Perante um conjunto de vivências, ainda não verbalizadas de modo consistente, a primeira escolha de-procura-de-resposta recai sobre o livro, “A Corrosão do Carácter” (1998), do sociólogo Richard Sennett. O carácter está vinculado a experiências emocionais a longo prazo. Hoje, a pessoa está prisioneira do presente. O que acontece? Não conseguimos, muitas vezes, compreender porque nos sentimos desconfortáveis e ansiosos em relação ao futuro. Somos pessoas mal resolvidas, porque a cabeça está mal arrumada e o coração sofre porque o amor não se sente amado (click S. Francisco de Assis).
Vivemos no reino do “curto prazo”, isto é, “continue em movimento, não se comprometa e não se sacrifique”. Como podemos decidir o que é valor fundamental numa sociedade do descartável e do imediato? A flexibilidade, a mudança, a inovação, o risco, têm um alto custo social e humano. Falamos dessa “cosmovisão” quer pela sua fácil proliferação, quer pela sua ausência, via defesas pantanosas. Num credo impessoal(?), nós sabemos que o dinheiro não é tudo. Mas as verdadeiras decisões são adiadas para quando houver maior estabilidade financeira. A questão também exige que a visão de que o “modelo-mundo-anterior” não era apenas bom ou mau, mas como nos organizamos, ganha modo imperativo o “nós”, numa narrativa diferente das nossas vidas, mergulhados que estamos todos num “capitalismo-consumismo” que desorienta porque nos vicia inconscientemente famintos.
Depois de muito trabalho e mais trabalho, que nos levam mais fundo que o cansaço.
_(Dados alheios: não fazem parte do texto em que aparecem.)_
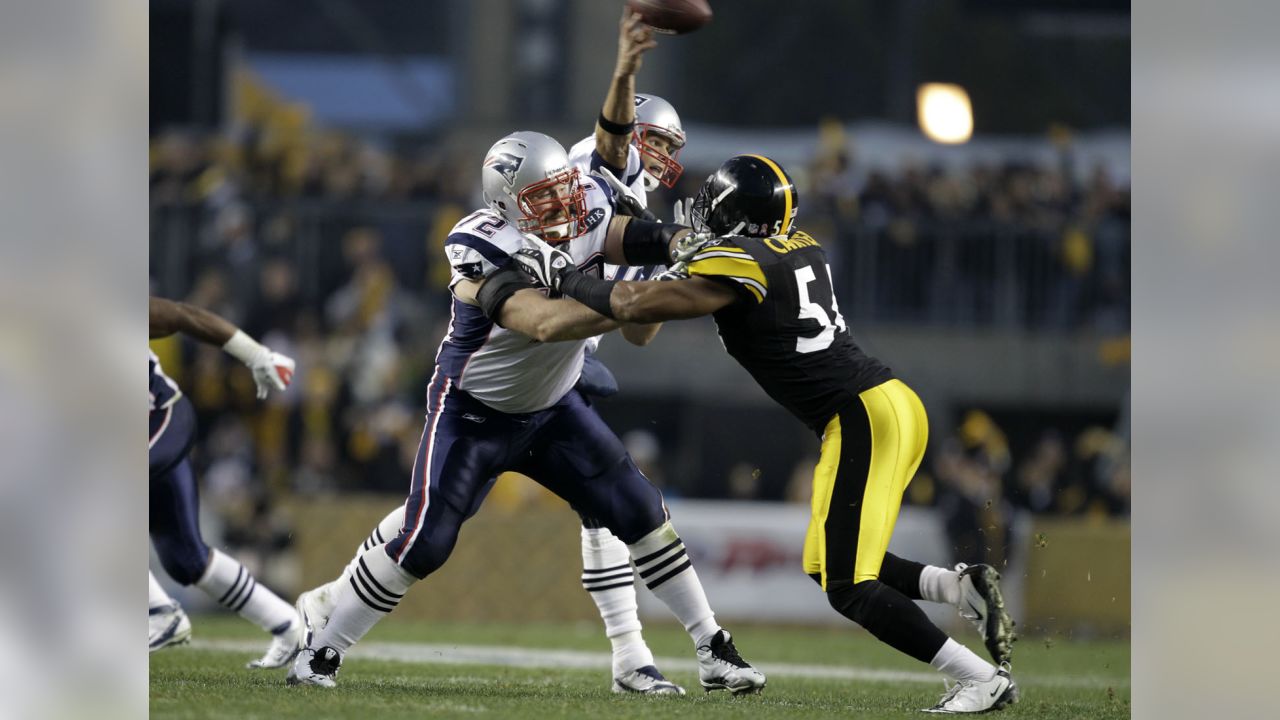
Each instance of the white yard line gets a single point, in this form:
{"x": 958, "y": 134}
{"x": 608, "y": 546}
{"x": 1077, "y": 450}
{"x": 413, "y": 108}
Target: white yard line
{"x": 510, "y": 656}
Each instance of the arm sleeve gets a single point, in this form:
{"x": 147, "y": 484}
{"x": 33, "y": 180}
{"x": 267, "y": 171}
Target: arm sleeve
{"x": 732, "y": 265}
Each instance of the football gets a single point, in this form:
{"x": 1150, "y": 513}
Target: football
{"x": 672, "y": 17}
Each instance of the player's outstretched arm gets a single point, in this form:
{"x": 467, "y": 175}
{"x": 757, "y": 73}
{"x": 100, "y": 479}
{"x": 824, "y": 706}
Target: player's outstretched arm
{"x": 618, "y": 115}
{"x": 272, "y": 370}
{"x": 530, "y": 313}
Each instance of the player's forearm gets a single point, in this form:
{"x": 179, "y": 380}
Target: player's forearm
{"x": 617, "y": 118}
{"x": 640, "y": 335}
{"x": 168, "y": 317}
{"x": 574, "y": 320}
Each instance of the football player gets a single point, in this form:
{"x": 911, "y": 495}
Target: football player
{"x": 503, "y": 397}
{"x": 769, "y": 290}
{"x": 634, "y": 149}
{"x": 174, "y": 496}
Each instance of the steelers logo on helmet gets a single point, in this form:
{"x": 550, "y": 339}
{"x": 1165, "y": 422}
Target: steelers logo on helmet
{"x": 748, "y": 195}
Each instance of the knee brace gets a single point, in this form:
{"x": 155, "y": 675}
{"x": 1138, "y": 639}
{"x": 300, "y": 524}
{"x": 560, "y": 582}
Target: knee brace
{"x": 859, "y": 602}
{"x": 184, "y": 561}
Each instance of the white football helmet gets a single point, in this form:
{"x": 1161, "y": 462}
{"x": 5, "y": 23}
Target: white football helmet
{"x": 659, "y": 137}
{"x": 528, "y": 180}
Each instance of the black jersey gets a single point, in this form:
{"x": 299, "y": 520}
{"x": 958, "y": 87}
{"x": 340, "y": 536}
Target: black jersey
{"x": 786, "y": 329}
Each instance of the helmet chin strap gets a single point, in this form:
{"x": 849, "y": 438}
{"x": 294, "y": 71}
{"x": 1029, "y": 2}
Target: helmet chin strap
{"x": 650, "y": 182}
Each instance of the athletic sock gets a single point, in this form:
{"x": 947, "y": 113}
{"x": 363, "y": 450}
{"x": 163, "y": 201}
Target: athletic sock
{"x": 938, "y": 584}
{"x": 375, "y": 588}
{"x": 666, "y": 569}
{"x": 234, "y": 588}
{"x": 383, "y": 533}
{"x": 155, "y": 593}
{"x": 608, "y": 578}
{"x": 961, "y": 664}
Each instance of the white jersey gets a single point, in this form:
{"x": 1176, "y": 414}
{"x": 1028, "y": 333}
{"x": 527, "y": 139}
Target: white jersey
{"x": 584, "y": 156}
{"x": 504, "y": 369}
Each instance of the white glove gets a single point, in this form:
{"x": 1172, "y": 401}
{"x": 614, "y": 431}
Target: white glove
{"x": 689, "y": 246}
{"x": 270, "y": 369}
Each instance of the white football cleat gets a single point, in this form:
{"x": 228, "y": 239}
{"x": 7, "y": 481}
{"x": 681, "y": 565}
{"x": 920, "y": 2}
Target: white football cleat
{"x": 645, "y": 680}
{"x": 315, "y": 606}
{"x": 973, "y": 696}
{"x": 168, "y": 625}
{"x": 283, "y": 647}
{"x": 721, "y": 668}
{"x": 315, "y": 668}
{"x": 983, "y": 605}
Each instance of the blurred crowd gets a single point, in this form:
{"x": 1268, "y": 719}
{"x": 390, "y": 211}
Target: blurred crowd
{"x": 328, "y": 246}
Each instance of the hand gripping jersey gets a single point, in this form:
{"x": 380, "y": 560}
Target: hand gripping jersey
{"x": 501, "y": 368}
{"x": 786, "y": 329}
{"x": 584, "y": 156}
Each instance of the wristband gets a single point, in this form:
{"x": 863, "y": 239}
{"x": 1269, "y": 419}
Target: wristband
{"x": 615, "y": 128}
{"x": 498, "y": 288}
{"x": 589, "y": 291}
{"x": 243, "y": 347}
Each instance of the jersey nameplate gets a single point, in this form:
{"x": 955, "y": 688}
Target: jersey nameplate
{"x": 782, "y": 245}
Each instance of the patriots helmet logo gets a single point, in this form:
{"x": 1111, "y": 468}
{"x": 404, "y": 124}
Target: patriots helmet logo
{"x": 506, "y": 164}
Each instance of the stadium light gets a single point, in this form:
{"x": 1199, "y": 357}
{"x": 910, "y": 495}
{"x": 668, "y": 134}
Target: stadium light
{"x": 945, "y": 113}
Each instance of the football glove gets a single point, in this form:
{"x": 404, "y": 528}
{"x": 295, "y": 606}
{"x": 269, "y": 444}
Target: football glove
{"x": 544, "y": 264}
{"x": 625, "y": 199}
{"x": 689, "y": 246}
{"x": 677, "y": 272}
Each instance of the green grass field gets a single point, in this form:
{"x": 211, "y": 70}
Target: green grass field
{"x": 818, "y": 673}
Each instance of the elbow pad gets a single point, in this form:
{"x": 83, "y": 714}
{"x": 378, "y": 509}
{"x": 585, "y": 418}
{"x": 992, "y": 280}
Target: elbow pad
{"x": 498, "y": 287}
{"x": 648, "y": 244}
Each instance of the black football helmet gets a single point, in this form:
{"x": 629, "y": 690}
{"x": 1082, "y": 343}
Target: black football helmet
{"x": 748, "y": 195}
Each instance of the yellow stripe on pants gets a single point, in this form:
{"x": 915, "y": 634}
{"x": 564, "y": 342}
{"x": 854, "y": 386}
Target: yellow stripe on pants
{"x": 900, "y": 431}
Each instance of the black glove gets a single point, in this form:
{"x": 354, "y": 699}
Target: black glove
{"x": 544, "y": 264}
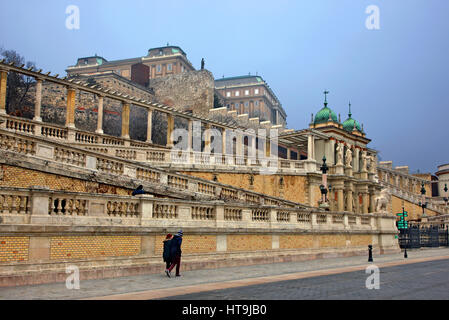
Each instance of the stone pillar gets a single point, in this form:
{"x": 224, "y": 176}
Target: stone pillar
{"x": 372, "y": 204}
{"x": 356, "y": 164}
{"x": 150, "y": 126}
{"x": 340, "y": 200}
{"x": 332, "y": 159}
{"x": 349, "y": 201}
{"x": 311, "y": 147}
{"x": 365, "y": 202}
{"x": 223, "y": 141}
{"x": 170, "y": 128}
{"x": 190, "y": 135}
{"x": 125, "y": 120}
{"x": 239, "y": 144}
{"x": 100, "y": 115}
{"x": 207, "y": 137}
{"x": 253, "y": 147}
{"x": 268, "y": 147}
{"x": 3, "y": 83}
{"x": 38, "y": 100}
{"x": 70, "y": 109}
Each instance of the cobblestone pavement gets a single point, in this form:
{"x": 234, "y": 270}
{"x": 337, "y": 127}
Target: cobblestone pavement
{"x": 426, "y": 280}
{"x": 106, "y": 287}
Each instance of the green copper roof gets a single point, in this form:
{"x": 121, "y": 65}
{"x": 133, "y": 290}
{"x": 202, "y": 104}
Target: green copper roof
{"x": 323, "y": 115}
{"x": 348, "y": 125}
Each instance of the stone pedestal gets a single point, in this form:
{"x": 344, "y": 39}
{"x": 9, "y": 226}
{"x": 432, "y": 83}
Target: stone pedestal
{"x": 348, "y": 171}
{"x": 339, "y": 169}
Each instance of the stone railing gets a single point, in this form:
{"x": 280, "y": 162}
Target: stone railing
{"x": 432, "y": 204}
{"x": 143, "y": 151}
{"x": 40, "y": 206}
{"x": 62, "y": 133}
{"x": 91, "y": 161}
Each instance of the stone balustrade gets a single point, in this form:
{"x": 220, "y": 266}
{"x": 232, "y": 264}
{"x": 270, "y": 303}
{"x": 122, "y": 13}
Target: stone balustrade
{"x": 146, "y": 152}
{"x": 40, "y": 206}
{"x": 73, "y": 158}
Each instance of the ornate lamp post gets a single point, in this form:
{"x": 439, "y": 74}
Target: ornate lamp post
{"x": 323, "y": 187}
{"x": 446, "y": 199}
{"x": 423, "y": 202}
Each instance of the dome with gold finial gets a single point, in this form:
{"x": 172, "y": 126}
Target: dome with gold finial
{"x": 325, "y": 114}
{"x": 351, "y": 124}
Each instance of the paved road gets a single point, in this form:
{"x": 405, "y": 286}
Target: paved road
{"x": 427, "y": 280}
{"x": 201, "y": 278}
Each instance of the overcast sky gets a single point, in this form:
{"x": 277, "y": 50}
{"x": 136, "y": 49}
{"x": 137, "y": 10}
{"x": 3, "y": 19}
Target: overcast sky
{"x": 397, "y": 77}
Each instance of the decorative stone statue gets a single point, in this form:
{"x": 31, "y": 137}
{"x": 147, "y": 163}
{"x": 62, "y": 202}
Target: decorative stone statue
{"x": 340, "y": 153}
{"x": 364, "y": 160}
{"x": 348, "y": 157}
{"x": 382, "y": 201}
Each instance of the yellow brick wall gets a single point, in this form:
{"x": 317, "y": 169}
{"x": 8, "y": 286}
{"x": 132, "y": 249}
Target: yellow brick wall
{"x": 249, "y": 242}
{"x": 323, "y": 241}
{"x": 25, "y": 178}
{"x": 361, "y": 240}
{"x": 296, "y": 241}
{"x": 78, "y": 247}
{"x": 335, "y": 241}
{"x": 13, "y": 249}
{"x": 294, "y": 188}
{"x": 414, "y": 211}
{"x": 190, "y": 244}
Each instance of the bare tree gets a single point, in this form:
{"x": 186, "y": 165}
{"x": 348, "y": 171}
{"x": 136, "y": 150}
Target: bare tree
{"x": 17, "y": 101}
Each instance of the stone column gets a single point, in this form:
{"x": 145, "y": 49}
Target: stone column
{"x": 268, "y": 147}
{"x": 38, "y": 100}
{"x": 332, "y": 159}
{"x": 3, "y": 83}
{"x": 223, "y": 141}
{"x": 365, "y": 202}
{"x": 356, "y": 164}
{"x": 70, "y": 109}
{"x": 170, "y": 128}
{"x": 150, "y": 126}
{"x": 340, "y": 200}
{"x": 253, "y": 147}
{"x": 100, "y": 115}
{"x": 372, "y": 203}
{"x": 239, "y": 144}
{"x": 207, "y": 136}
{"x": 349, "y": 201}
{"x": 311, "y": 147}
{"x": 190, "y": 135}
{"x": 125, "y": 120}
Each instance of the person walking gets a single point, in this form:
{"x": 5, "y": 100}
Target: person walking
{"x": 175, "y": 252}
{"x": 166, "y": 253}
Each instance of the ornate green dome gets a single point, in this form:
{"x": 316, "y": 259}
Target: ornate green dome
{"x": 323, "y": 115}
{"x": 348, "y": 125}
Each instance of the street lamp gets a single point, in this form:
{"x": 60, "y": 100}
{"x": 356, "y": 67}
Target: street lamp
{"x": 323, "y": 187}
{"x": 446, "y": 199}
{"x": 423, "y": 203}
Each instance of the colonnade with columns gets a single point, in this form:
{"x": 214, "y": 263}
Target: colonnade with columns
{"x": 239, "y": 138}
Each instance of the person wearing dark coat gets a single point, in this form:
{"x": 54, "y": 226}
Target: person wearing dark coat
{"x": 166, "y": 255}
{"x": 175, "y": 250}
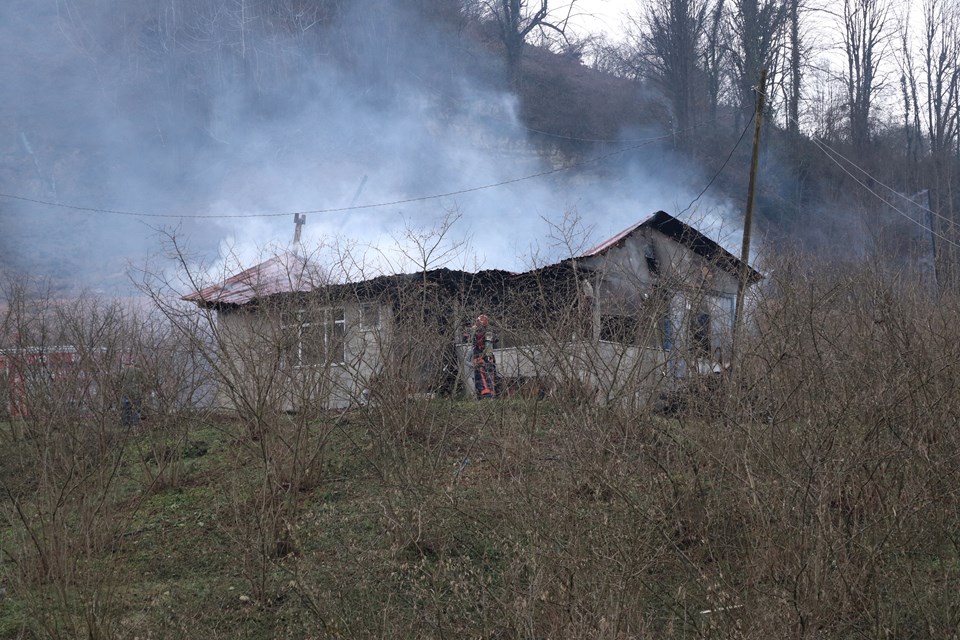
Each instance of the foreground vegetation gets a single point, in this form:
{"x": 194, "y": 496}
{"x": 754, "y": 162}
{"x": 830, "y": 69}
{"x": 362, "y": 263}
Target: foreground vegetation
{"x": 810, "y": 492}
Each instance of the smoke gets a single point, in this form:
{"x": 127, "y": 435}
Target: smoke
{"x": 214, "y": 108}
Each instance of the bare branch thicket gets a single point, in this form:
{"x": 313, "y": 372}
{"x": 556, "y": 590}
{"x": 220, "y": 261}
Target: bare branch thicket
{"x": 71, "y": 480}
{"x": 275, "y": 363}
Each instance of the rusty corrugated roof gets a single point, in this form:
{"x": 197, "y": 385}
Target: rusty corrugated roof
{"x": 285, "y": 273}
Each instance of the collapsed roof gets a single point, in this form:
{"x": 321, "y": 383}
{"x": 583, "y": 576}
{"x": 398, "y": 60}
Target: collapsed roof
{"x": 288, "y": 273}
Pois o cansaço, o descanso resolve. Mas quando e onde as perdas não são mais compensadas em distensão? Surge a fadiga. Tenho tempo de descanso e o cansaço permanece. Estou em estado de fadiga. Propício ao assédio moral (só depois vêm os outros “assédios”…) O alerta está dado. Pare e pense no que é a Verdade na/da sua vida? José Comblin, o teólogo que muitos teimam em não ler, afirma: “A verdade é muito simples(…) É preciso renunciar ao projecto de definir a “verdade”. O que nos é permitido é buscar caminhos que conduzam à verdade ou, pelo menos, a uma aproximação da verdade. Nesses caminhos, todas as religiões e todas as filosofias podem trazer a sua contribuição”.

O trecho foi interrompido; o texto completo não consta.